On the Kreative Kontrol podcast, Owen talks to Vish Khanna about “Dan Boeckner’s band Operators, the idea of parenthood and the truth, how kids are the darndest things, disassociation and themes within In Conflict, liminal spaces, sanity, change, and not feeling at home at home, going to Montreal, treating illness like a kind of gift, ‘musicians’ and ‘white people’ and music critic Ted Gioia and what prompted Pallett to write his pieces on pop music for Slate, music theory and populism, elevating social media posts and watching them turn into clickbait, his upcoming review of the new Tori Amos record for The Talkhouse, Owen’s opinionated streak and where it comes from, what Owen’s night at the Oscars was like, Joe Trapanese not Richard Trapunski, eating dinner with Randy Newman, Burt Bacharach, and John Williams, how meeting celebrities you’re not working with might be overrated, trying to write music while on the road, future plans, [and] the song ‘In Conflict’,” which plays at the end of the podcast.

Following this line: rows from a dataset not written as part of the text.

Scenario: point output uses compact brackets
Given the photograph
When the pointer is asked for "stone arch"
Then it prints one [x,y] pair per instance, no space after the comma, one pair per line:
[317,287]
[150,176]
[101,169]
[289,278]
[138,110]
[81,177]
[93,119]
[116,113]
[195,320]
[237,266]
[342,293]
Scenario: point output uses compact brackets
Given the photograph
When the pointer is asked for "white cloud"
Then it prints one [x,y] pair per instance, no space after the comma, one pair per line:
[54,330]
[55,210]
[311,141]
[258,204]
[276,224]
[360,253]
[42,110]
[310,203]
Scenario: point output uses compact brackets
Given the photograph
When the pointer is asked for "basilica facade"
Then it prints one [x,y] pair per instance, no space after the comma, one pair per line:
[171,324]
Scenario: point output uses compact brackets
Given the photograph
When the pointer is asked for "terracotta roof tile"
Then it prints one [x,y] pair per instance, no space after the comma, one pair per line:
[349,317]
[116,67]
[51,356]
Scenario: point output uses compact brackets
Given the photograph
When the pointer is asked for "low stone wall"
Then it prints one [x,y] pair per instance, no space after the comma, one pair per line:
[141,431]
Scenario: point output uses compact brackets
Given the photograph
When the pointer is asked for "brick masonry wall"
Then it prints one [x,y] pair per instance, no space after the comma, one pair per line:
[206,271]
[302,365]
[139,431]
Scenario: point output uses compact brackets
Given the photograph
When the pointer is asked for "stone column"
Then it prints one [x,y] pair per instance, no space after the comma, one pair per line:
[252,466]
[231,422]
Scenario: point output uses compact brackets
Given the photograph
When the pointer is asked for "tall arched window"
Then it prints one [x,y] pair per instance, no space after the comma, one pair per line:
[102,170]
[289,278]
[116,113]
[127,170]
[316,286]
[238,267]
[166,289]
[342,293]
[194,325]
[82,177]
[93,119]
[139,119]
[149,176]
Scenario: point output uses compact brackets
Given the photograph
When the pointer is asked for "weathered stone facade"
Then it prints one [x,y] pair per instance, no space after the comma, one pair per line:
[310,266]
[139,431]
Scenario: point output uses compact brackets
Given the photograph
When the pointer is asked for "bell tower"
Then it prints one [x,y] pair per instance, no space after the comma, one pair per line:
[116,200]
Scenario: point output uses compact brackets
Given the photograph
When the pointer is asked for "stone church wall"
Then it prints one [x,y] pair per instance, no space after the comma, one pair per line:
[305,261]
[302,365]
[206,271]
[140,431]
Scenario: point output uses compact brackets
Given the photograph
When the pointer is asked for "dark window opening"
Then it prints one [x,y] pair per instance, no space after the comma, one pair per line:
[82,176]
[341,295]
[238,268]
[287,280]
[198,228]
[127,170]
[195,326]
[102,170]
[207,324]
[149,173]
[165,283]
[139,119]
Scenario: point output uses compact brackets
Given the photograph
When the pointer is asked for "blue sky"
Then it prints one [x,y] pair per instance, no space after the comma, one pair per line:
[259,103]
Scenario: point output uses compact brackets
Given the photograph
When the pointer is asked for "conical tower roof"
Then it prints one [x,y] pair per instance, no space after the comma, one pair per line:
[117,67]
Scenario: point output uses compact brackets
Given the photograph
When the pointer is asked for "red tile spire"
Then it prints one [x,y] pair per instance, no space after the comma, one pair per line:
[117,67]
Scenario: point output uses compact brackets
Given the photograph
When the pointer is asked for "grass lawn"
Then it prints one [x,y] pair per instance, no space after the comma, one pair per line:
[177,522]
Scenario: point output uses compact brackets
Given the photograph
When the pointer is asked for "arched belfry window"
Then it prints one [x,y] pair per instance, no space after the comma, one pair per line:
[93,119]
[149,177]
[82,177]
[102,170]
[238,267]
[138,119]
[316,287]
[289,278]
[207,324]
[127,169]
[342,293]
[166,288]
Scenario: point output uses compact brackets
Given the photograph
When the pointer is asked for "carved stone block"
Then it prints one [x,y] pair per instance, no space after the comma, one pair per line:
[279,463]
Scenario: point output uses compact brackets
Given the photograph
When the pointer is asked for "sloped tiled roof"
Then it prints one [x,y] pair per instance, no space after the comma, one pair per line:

On YouTube, Anthony Valenzuela uploaded a 40-minute video of almost the full set from Owen's show at the Fingerprints record store in Long Beach on May 3, 2010. It was a show with Thomas Gill and the setlist is:

  • That’s When the Audience Died
  • The Great Elsewhere
  • Lewis Takes Action
  • This Is the Dream of Win & Regine
  • Hey, Dad! → The CN Tower Belongs to the Dead
  • Oh Heartland, Up Yours!
  • The Butcher
  • Lewis Takes Off His Shirt (cuts off)

“Song for Five and Six” / Daphni / Slate

Daphni (Dan Snaith’s electronic dance alias) and Owen Pallett have collaborated on two instrumental tracks, “Julia” / “Tiberius”, which are streaming on SoundCloud. The single will be released on vinyl and digitally in “a week or so” on Dan Snaith’s label Jiaolong. Owen has previously covered his song “Odessa” (as Caribou).

Owen has written three Slate articles analyzing popular songs with music theory: “Teenage Dream” by Katy Perry, “Get Lucky” by Daft Punk featuring Pharrell Williams, and “Bad Romance” by Lady Gaga. He goes into the motivation behind these articles on the forum.

In an interview with Pitchfork, Owen explains some In Conflict lyrics and reacts to criticism of Reflektor.